Despite the ash storm and roiling landscape, squads of towering, insectoid mezzoloths and several powerfully muscled, scaled, and winged nycaloths-all of them in service to one or another of the ultroloths-prowled the rockscape with long, magical pikes. With the pikes they impaled one larva after another, collecting souls the way a spear fisherman hunted fish on the
Prime. The stuck larvae squirmed feebly on the shafts, overwrought with pain and despair.
To judge from the heads on some of the nearby larvae, most of the souls appeared to be those of humans, but races of all kinds found their way to the Blood Rift, all of them damned to serve in the furnaces of the plane. Some of the souls would be transformed into lesser yugoloths to fill out Inthracis's or another ultroloth's forces. Others would be used as trade goods, food, or magical fuel for experiments.
Inthracis looked away from the soul harvest and gazed down and to his left.

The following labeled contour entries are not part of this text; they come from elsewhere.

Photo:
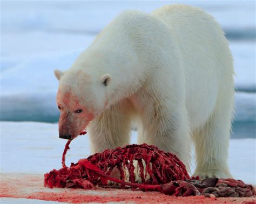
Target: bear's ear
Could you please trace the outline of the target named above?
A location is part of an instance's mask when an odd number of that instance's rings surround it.
[[[54,74],[57,79],[59,81],[60,78],[64,75],[64,72],[59,70],[54,70]]]
[[[110,74],[105,74],[100,77],[102,84],[105,86],[108,86],[111,81],[111,76]]]

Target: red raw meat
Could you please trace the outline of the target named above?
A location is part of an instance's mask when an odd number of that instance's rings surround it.
[[[107,182],[110,180],[119,183],[121,188],[130,187],[176,196],[203,194],[208,197],[248,197],[255,193],[253,186],[245,185],[241,180],[191,179],[185,166],[175,155],[146,144],[106,149],[102,153],[80,159],[77,164],[72,163],[69,168],[65,160],[70,142],[68,141],[63,152],[63,167],[44,175],[45,186],[93,189],[96,185],[110,187]],[[141,183],[136,182],[135,179],[134,161],[137,161],[137,169],[139,169]],[[118,178],[111,175],[113,171]],[[127,173],[129,179],[125,179]],[[145,178],[146,175],[149,176]]]

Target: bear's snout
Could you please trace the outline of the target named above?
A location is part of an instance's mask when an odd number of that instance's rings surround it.
[[[59,138],[62,139],[66,139],[67,140],[70,140],[71,139],[71,135],[59,134]]]

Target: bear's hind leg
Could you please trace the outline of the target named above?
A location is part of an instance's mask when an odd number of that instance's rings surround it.
[[[129,144],[132,108],[130,101],[123,100],[92,121],[89,128],[92,153]]]
[[[232,178],[228,167],[228,144],[233,114],[233,97],[222,98],[204,126],[193,133],[197,167],[200,179]]]

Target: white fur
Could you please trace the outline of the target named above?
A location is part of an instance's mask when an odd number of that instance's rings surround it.
[[[194,175],[231,176],[233,60],[211,16],[181,5],[150,14],[125,12],[68,72],[80,70],[90,79],[75,94],[90,93],[84,103],[95,104],[89,126],[93,153],[129,144],[131,121],[136,120],[139,143],[172,152],[188,167],[192,138]],[[105,74],[111,79],[106,86]]]

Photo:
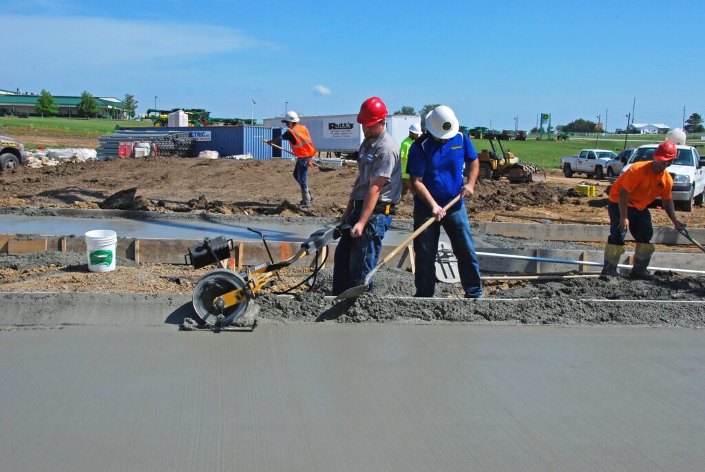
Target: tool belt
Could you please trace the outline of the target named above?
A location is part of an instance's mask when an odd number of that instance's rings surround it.
[[[352,208],[362,208],[364,200],[352,200]],[[374,206],[372,213],[379,213],[386,216],[396,213],[396,204],[386,201],[378,201]]]

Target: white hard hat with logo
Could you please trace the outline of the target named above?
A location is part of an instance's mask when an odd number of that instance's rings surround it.
[[[450,107],[439,105],[427,115],[426,128],[439,139],[449,139],[458,134],[460,124]]]
[[[685,146],[685,132],[680,128],[675,128],[666,134],[666,140],[675,144]]]
[[[281,123],[298,123],[299,120],[299,116],[296,114],[295,111],[287,111],[286,114],[284,115],[284,119],[281,120]]]

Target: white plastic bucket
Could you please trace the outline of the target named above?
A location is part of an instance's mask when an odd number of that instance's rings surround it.
[[[88,270],[109,272],[115,268],[118,235],[110,230],[93,230],[85,234]]]

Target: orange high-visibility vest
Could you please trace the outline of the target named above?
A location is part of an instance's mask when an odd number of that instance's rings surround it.
[[[313,142],[311,141],[311,135],[309,135],[308,130],[305,126],[294,125],[293,128],[289,128],[289,131],[296,139],[296,142],[291,144],[291,151],[296,155],[296,157],[313,157],[316,155],[316,149],[313,147]]]

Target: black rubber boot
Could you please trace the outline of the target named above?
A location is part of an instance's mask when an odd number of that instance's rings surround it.
[[[654,254],[654,244],[646,242],[637,242],[637,249],[634,251],[634,264],[629,278],[640,280],[653,280],[656,278],[649,273],[646,268],[651,260]]]
[[[600,275],[606,277],[619,275],[619,273],[617,271],[617,265],[619,264],[619,258],[623,254],[624,246],[611,244],[605,246],[605,263],[602,266],[602,272]]]

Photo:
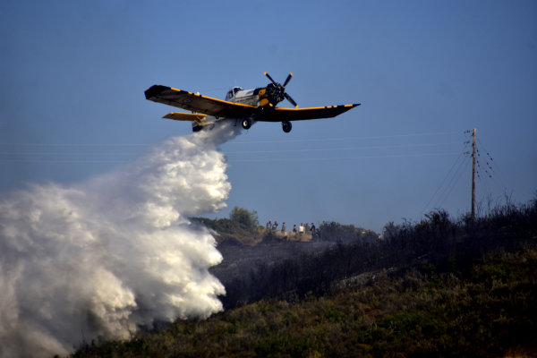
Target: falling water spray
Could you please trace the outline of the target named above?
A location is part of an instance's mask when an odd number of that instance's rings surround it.
[[[141,325],[222,310],[222,256],[188,217],[226,207],[223,125],[86,183],[0,196],[0,356],[67,354]]]

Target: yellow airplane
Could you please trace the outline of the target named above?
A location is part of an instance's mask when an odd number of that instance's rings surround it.
[[[283,85],[274,81],[267,72],[265,75],[271,81],[267,87],[248,90],[234,87],[227,91],[225,100],[158,84],[148,89],[145,96],[146,99],[153,102],[191,111],[192,113],[168,113],[163,118],[190,121],[193,132],[205,128],[210,130],[220,121],[234,120],[235,125],[240,121],[244,129],[250,129],[255,122],[281,122],[284,132],[288,133],[291,132],[292,121],[332,118],[361,105],[299,108],[291,96],[286,93],[286,86],[291,81],[293,73],[289,73]],[[294,108],[276,107],[286,98]]]

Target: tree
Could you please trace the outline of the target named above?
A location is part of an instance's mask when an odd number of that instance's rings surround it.
[[[241,227],[255,232],[257,226],[260,225],[260,219],[257,216],[257,211],[250,211],[244,208],[239,208],[235,206],[229,213],[229,219],[234,221],[241,226]]]

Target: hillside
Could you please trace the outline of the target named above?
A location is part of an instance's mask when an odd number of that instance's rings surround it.
[[[308,243],[222,246],[225,312],[71,357],[534,356],[537,200],[426,218],[384,240],[331,223]]]
[[[535,246],[488,255],[464,274],[383,270],[324,297],[261,300],[125,342],[84,344],[71,357],[531,356],[536,280]]]

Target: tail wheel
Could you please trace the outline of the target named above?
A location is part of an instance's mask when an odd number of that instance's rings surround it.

There, barely visible through the haze of ash and heat, built into a plateau in Calaas's side not unlike that upon which Corpsehaven sat, Inthracis could just espy the pennons of skin that flew at the top of the Obsidian Tower, the keep of Bubonis. The ultroloth immediately below Inthracis in the Blood
Rift's hierarchy, Bubonis coveted Inthracis's position as much as Inthracis coveted Kexxon's.
Bubonis too would be scheming; he too would be planning how to use the chaos to further his ascent up Calaas's side.
All of the Blood Rift's elite ultroloths laired on Calaas. The relative height of an ultroloth's fortress along Calaas's side indicated the owner's status within the Blood Rift's hierarchy.
Kexxon the Oinoloth's fortress, the Steel Keep, sat highest of all, perched among the red and black clouds at the very edge of Calaas's caldera. Corpsehaven sat only twenty or so leagues below the Steel Keep and only two or three leagues above the Obsidian Tower of Bubonis.
Inthracis knew that the day would come when he would face a challenge from Bubonis, when he would himself challenge Kexxon. For the hundredth time in the past twelve hours, he wondered if the time had come. The thought of throwing Kexxon's corpse down the Infinite Deep amused him. The Infinite Deep descended to the center of creation, and its rocky sides were so sheer, so unbroken by any shelf or ledge of significance, that when things fell there, they fell forever.
Without warning, darkness descended on the library, darkness so intense that even Inthracis's eyes could not penetrate it, though he could see in virtually all spectra. Sound quieted; the wind seemed to offer its wail as though from a great distance. Inthracis could hear the walls squirming in the darkness. His hearts beat faster.
He was under attack, he realized. But who would dare? Bubonis?
The words to a series of defensive spells rose to the front of Inthracis's mind and he whispered the syllables in rapid succession, all while weaving his fingers through the air in a series of intricate gestures. In the span of three breaths, he was warded with spells that would protect him against mental, magical, and physical attacks.
He slid from his cloak a metal wand that fired a stream of acid upon command. Then he levitated toward the high ceiling and listened.
The walls of Corpsehaven rustled with a wet susurration. Decayed hands reached down from the ceiling to paw his robes, as though seeking reassurance. Their touch gave him a momentary start. He heard nothing save his own soft breathing.